Titration of 25.00 mL of a monoprotic acid solution with 0.2269 M NaOH is:
Initial NaOH = 3.96 mL
Final NaOH = 38.84 mL (dif is 34.88mL)
Based on data what is the molar concentration of acid?
I did
V x M = 0.03488L NaOH x 0.2269 = 0.079143
Not sure if I should have switched to Liters.
Then M1 x V2 = M2 x V2
M Mor Acid x 0.025 L = 0.2269M NaOH x 0.03488L = 0.07914 / 0.025 = 3.1656
Is this correct or should I have left them in mL
Actually it makes no difference as long as you keep the units straight. However, I think you made a math error of about 10 tims.
0.03488 x 0.2269 = 0.007914 mol NaOH.
mols acid = mols NaOH
M acid = mols acid/L acid = 0.007914/0.025 = aboaut 0.32M but you need to redo, do it more accurately, and answer with the right number of significant figures.
If you to do it in mL, it is done this way.
34.88 x 0.2269M = 7.914 millimoles.
Then M = mmoles/mL = 7.914/25 = about 0.32 M.

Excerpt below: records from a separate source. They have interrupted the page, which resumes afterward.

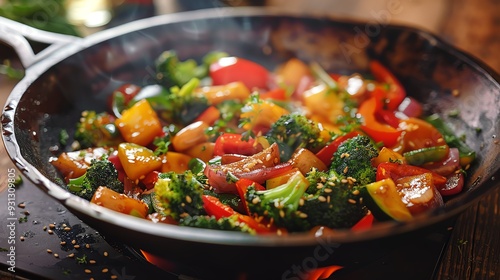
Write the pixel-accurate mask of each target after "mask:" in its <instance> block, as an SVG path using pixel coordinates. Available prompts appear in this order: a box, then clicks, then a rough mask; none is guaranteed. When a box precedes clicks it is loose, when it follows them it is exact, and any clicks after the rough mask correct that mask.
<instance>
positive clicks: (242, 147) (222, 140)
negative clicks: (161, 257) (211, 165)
mask: <svg viewBox="0 0 500 280" xmlns="http://www.w3.org/2000/svg"><path fill="white" fill-rule="evenodd" d="M262 150H263V148H262V145H258V144H257V143H255V139H253V138H248V139H242V135H241V134H236V133H224V134H222V135H221V136H219V137H218V138H217V140H215V146H214V156H222V155H224V154H239V155H246V156H251V155H253V154H256V153H258V152H260V151H262Z"/></svg>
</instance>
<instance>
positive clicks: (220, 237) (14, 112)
mask: <svg viewBox="0 0 500 280" xmlns="http://www.w3.org/2000/svg"><path fill="white" fill-rule="evenodd" d="M255 16H268V17H273V16H277V17H281V16H289V17H300V18H324V19H326V20H329V21H332V22H336V23H365V21H361V20H353V19H338V18H335V17H332V16H320V17H318V15H307V14H303V13H300V14H299V13H297V12H291V11H280V10H278V9H274V8H269V7H265V8H259V7H251V8H250V7H244V8H241V7H240V8H215V9H205V10H196V11H189V12H180V13H175V14H167V15H159V16H154V17H151V18H147V19H141V20H137V21H134V22H130V23H126V24H124V25H121V26H117V27H114V28H111V29H108V30H104V31H100V32H98V33H95V34H92V35H90V36H88V37H85V38H82V39H81V40H77V41H75V42H74V43H71V44H68V45H65V46H62V47H61V49H60V51H57V52H54V53H52V54H51V55H49V56H48V57H46V58H45V59H43V60H41V61H39V62H37V63H35V64H34V65H32V66H30V67H29V68H27V69H26V74H25V77H24V78H23V79H22V80H21V81H19V82H18V83H17V84H16V86H15V87H14V88H13V90H12V91H11V93H10V94H9V97H8V98H7V101H6V103H5V106H4V110H3V113H2V129H3V131H2V132H3V133H2V140H3V142H4V145H5V148H6V151H7V153H8V155H9V157H10V159H11V160H12V161H13V162H14V164H15V165H16V167H17V168H18V169H19V170H20V171H21V172H22V174H23V175H24V176H25V177H26V178H28V179H29V181H31V182H32V183H33V184H34V185H35V186H37V187H38V188H40V189H42V190H43V191H44V192H46V193H47V194H48V195H49V196H50V197H52V198H53V199H56V200H57V201H59V202H60V203H61V204H62V205H64V206H65V207H67V208H68V209H69V210H70V211H71V212H73V213H75V214H76V215H77V216H79V215H84V216H87V217H90V218H93V219H96V220H98V221H100V222H104V223H106V224H112V225H113V226H115V227H120V228H126V229H128V230H131V231H136V232H140V233H144V234H148V235H149V234H154V235H155V236H158V237H161V238H168V239H175V240H183V241H188V242H195V243H208V244H219V245H229V246H231V245H238V246H263V247H293V246H311V245H316V244H317V238H328V241H329V242H339V243H351V242H361V241H372V240H376V239H379V238H383V237H390V236H394V235H398V234H403V233H407V232H411V231H414V230H417V229H422V228H425V227H427V226H430V225H433V224H436V223H438V222H442V221H444V220H447V219H449V218H451V217H453V216H455V215H457V214H459V213H461V212H463V211H464V210H465V209H466V208H467V207H468V206H469V205H471V204H472V203H474V202H475V201H477V200H478V199H479V198H480V197H481V196H483V195H485V194H486V193H487V192H489V191H492V190H493V189H494V188H496V187H498V186H499V182H498V176H499V173H500V172H499V171H500V168H499V167H497V168H496V170H494V175H493V177H492V178H490V180H491V181H493V183H492V186H491V187H489V188H483V189H479V190H478V189H474V190H473V191H470V192H466V193H462V194H461V195H462V196H463V197H462V198H461V200H460V201H461V202H463V203H460V204H459V205H453V207H451V208H450V207H448V208H446V207H445V208H446V209H444V208H440V209H437V211H433V212H430V213H428V214H425V215H422V216H418V217H416V218H415V219H413V220H412V221H411V222H407V223H381V224H380V225H377V226H375V227H374V228H373V229H370V230H368V231H364V232H352V231H350V230H338V231H335V232H333V233H330V232H329V233H326V234H325V235H319V236H318V235H314V234H311V233H294V234H289V235H285V236H275V235H270V236H262V235H257V236H251V235H247V234H242V233H234V232H225V231H214V230H206V229H197V228H185V227H179V226H176V225H168V224H156V223H153V222H151V221H148V220H144V219H140V218H136V217H131V216H129V215H126V214H122V213H118V212H115V211H112V210H109V209H106V208H104V207H100V206H97V205H94V204H91V203H90V202H88V201H86V200H84V199H81V198H79V197H77V196H76V195H73V194H70V193H69V192H68V191H66V190H65V189H63V188H62V187H60V186H59V185H57V184H56V183H54V182H52V181H50V180H49V179H48V178H46V177H45V176H43V175H42V174H41V173H40V171H38V170H37V169H36V168H35V167H34V166H33V165H31V164H30V163H29V162H28V161H27V160H26V159H25V158H24V157H23V156H22V155H21V152H20V147H19V145H18V142H17V141H16V136H15V133H14V126H15V123H14V119H15V118H14V116H15V113H16V109H17V103H18V101H19V100H21V98H22V97H23V95H24V94H25V92H26V90H27V89H28V87H29V86H30V85H31V84H32V83H33V82H34V81H35V80H37V79H38V78H39V77H40V75H41V74H43V73H44V72H45V71H47V70H48V69H49V68H50V67H52V66H54V65H55V64H57V63H58V62H60V61H62V60H64V59H66V58H68V57H69V56H71V55H73V54H76V53H78V52H79V51H81V50H83V49H85V48H88V47H92V46H94V45H96V44H98V43H100V42H103V41H106V40H109V39H112V38H115V37H119V36H122V35H124V34H128V33H133V32H140V31H141V30H143V29H146V28H151V27H155V26H160V25H167V24H172V23H179V22H188V21H191V20H199V19H214V18H220V17H255ZM387 26H391V27H395V28H402V29H404V30H407V31H412V32H415V33H418V34H420V35H422V36H423V37H425V38H427V39H428V40H429V41H432V42H433V44H434V45H436V46H439V47H440V48H442V49H444V50H446V52H448V53H450V54H451V55H453V56H454V57H456V58H457V59H459V60H461V61H463V62H464V63H465V64H467V65H469V66H471V67H472V68H473V69H474V70H475V71H478V72H479V73H481V75H482V76H483V77H487V78H488V79H489V80H490V81H492V82H493V83H494V84H496V85H497V87H499V88H500V82H499V81H500V76H499V74H498V73H496V72H495V71H493V70H492V69H491V68H490V67H489V66H488V65H486V64H485V63H483V62H482V61H481V60H479V59H477V58H475V57H474V56H472V55H470V54H468V53H466V52H464V51H462V50H459V49H458V48H456V47H454V46H452V45H451V44H449V43H447V42H445V41H443V40H442V39H440V38H439V37H437V36H436V35H434V34H432V33H431V32H428V31H424V30H422V29H418V28H414V27H408V26H403V25H396V24H388V25H387ZM485 183H486V182H485ZM83 222H86V221H85V220H83Z"/></svg>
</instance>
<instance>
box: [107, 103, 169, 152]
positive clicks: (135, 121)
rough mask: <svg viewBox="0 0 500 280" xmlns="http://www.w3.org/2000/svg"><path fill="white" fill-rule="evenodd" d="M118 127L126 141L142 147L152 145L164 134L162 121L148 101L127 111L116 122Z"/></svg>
mask: <svg viewBox="0 0 500 280" xmlns="http://www.w3.org/2000/svg"><path fill="white" fill-rule="evenodd" d="M116 126H117V127H118V130H120V133H121V135H122V136H123V138H124V139H125V141H127V142H130V143H135V144H137V145H142V146H145V145H148V144H150V143H151V142H152V141H153V140H154V138H155V137H156V136H159V135H161V133H162V125H161V123H160V120H159V119H158V116H157V114H156V112H155V111H154V110H153V108H151V106H150V105H149V102H148V101H147V100H141V101H139V102H137V103H135V104H134V105H133V106H132V107H131V108H129V109H127V110H125V111H124V112H123V113H122V116H121V117H120V118H118V119H117V120H116Z"/></svg>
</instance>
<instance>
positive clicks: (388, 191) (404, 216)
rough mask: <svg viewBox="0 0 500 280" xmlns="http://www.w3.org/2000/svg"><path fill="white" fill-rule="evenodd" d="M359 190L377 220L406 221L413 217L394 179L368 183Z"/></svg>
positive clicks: (366, 204)
mask: <svg viewBox="0 0 500 280" xmlns="http://www.w3.org/2000/svg"><path fill="white" fill-rule="evenodd" d="M359 191H360V194H361V196H362V197H363V201H364V203H365V204H366V206H367V207H368V209H370V210H371V212H372V213H373V216H374V217H375V218H376V219H377V220H380V221H385V220H396V221H400V222H404V221H408V220H411V219H412V217H413V216H412V214H411V212H410V210H408V208H407V207H406V205H405V203H403V201H402V200H401V197H400V194H399V192H398V190H397V188H396V184H394V181H393V180H392V179H383V180H380V181H377V182H374V183H371V184H368V185H366V186H363V187H361V188H360V189H359Z"/></svg>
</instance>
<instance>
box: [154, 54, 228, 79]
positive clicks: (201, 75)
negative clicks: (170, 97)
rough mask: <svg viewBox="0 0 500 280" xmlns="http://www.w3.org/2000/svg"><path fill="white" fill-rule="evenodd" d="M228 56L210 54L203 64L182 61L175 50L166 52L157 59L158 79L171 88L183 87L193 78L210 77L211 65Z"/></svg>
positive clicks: (157, 75) (208, 55)
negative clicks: (173, 86)
mask: <svg viewBox="0 0 500 280" xmlns="http://www.w3.org/2000/svg"><path fill="white" fill-rule="evenodd" d="M225 56H228V54H226V53H224V52H210V53H208V54H207V55H206V56H204V57H203V59H202V63H201V64H200V65H198V63H197V62H196V61H195V60H194V59H188V60H185V61H180V60H179V57H178V55H177V52H176V51H174V50H168V51H164V52H163V53H161V54H160V56H159V57H158V58H157V59H156V61H155V64H156V78H157V79H158V81H159V82H160V84H162V85H164V86H165V87H167V88H169V87H172V86H179V87H181V86H183V85H185V84H186V83H187V82H188V81H189V80H191V79H193V78H198V79H202V78H204V77H206V76H207V75H208V68H209V66H210V64H212V63H213V62H215V61H216V60H217V59H219V58H221V57H225Z"/></svg>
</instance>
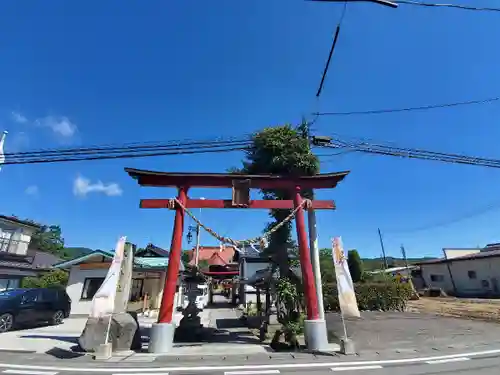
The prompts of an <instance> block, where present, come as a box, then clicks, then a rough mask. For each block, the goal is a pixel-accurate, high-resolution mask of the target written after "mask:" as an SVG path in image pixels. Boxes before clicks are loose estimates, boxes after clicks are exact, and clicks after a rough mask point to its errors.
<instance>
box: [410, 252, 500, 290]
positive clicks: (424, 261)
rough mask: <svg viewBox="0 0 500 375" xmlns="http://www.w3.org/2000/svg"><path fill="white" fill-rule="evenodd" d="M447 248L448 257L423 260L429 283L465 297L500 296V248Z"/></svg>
mask: <svg viewBox="0 0 500 375" xmlns="http://www.w3.org/2000/svg"><path fill="white" fill-rule="evenodd" d="M492 245H494V244H490V245H487V246H486V247H484V248H482V249H477V248H474V249H443V253H444V257H443V258H440V259H433V260H428V261H424V262H421V263H419V266H420V269H421V273H422V278H423V279H424V281H425V283H426V285H427V286H429V287H431V288H440V289H442V290H443V291H445V292H446V293H447V294H450V295H456V296H463V297H486V296H488V297H498V296H500V248H499V246H492Z"/></svg>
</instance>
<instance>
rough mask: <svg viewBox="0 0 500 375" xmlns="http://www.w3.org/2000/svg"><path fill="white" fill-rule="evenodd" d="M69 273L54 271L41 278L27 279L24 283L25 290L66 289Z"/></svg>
mask: <svg viewBox="0 0 500 375" xmlns="http://www.w3.org/2000/svg"><path fill="white" fill-rule="evenodd" d="M67 283H68V273H67V272H66V271H64V270H59V269H57V270H52V271H49V272H47V273H45V274H43V275H42V276H40V277H25V278H24V279H23V281H22V287H23V288H54V287H61V288H64V287H66V284H67Z"/></svg>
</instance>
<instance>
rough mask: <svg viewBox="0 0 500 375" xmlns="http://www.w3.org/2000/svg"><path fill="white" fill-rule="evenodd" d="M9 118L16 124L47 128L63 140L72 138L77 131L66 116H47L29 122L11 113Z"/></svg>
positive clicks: (14, 114)
mask: <svg viewBox="0 0 500 375" xmlns="http://www.w3.org/2000/svg"><path fill="white" fill-rule="evenodd" d="M11 118H12V121H14V122H16V123H18V124H33V125H35V126H39V127H43V128H48V129H50V130H52V132H53V133H54V134H56V135H57V136H59V137H60V138H63V139H65V140H68V139H70V138H73V136H74V135H76V133H77V131H78V127H77V126H76V124H75V123H73V122H71V121H70V119H69V118H67V117H66V116H47V117H41V118H37V119H35V120H30V119H28V118H27V117H26V116H25V115H23V114H22V113H20V112H11Z"/></svg>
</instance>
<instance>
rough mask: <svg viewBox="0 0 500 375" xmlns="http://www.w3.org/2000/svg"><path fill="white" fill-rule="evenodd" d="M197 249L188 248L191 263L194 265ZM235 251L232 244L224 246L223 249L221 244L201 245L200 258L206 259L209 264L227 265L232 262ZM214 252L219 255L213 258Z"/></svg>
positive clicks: (186, 250) (198, 258)
mask: <svg viewBox="0 0 500 375" xmlns="http://www.w3.org/2000/svg"><path fill="white" fill-rule="evenodd" d="M195 251H196V248H195V249H193V250H186V252H187V254H188V256H189V264H190V265H194V262H195V259H194V258H195V257H194V255H195ZM234 251H235V250H234V249H233V248H232V247H230V246H223V247H222V250H221V247H220V246H200V248H199V256H198V260H206V261H207V262H208V264H209V265H226V264H228V263H232V261H233V257H234ZM214 254H217V256H216V257H215V258H213V259H212V257H213V256H214ZM217 258H218V259H217ZM211 259H212V261H213V262H215V263H214V264H212V263H210V260H211ZM221 261H222V263H221Z"/></svg>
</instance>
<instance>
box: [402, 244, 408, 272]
mask: <svg viewBox="0 0 500 375" xmlns="http://www.w3.org/2000/svg"><path fill="white" fill-rule="evenodd" d="M401 255H402V256H403V260H404V262H405V267H406V272H408V275H410V266H409V265H408V259H407V258H406V250H405V247H404V246H403V244H401Z"/></svg>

Oops. Thanks. I see I copied 0.007943 incorrectly. I'll be more careful in the future.
Your approach to solving the problem is correct. However, there are a couple of mistakes in your calculations.
First, let's correct your initial calculation:
Initial NaOH = 3.96 mL
Final NaOH = 38.84 mL (difference is 34.88 mL)
To calculate the amount of NaOH used in the titration, you need to subtract the initial NaOH volume from the final NaOH volume:
NaOH used = Final NaOH - Initial NaOH
NaOH used = 38.84 mL - 3.96 mL = 34.88 mL = 0.03488 L (since 1 L = 1000 mL)
Now, let's calculate the molarity of the acid:
M1 x V1 = M2 x V2
where:
M1 = molarity of the acid
V1 = volume of the acid solution in liters
M2 = molarity of NaOH
V2 = volume of NaOH used in liters
We know that:
V1 = 25.00 mL = 0.025 L (since 1 L = 1000 mL)
M2 = 0.2269 M (given)
Now, let's plug in the values and solve for M1:
M1 x 0.025 L = 0.2269 M x 0.03488 L
M1 = (0.2269 M x 0.03488 L) / 0.025 L
M1 = 0.3136 M
Therefore, the molar concentration of the acid is 0.3136 M.
To summarize, you should have switched to liters when performing the calculations, and the correct molar concentration of the acid is 0.3136 M.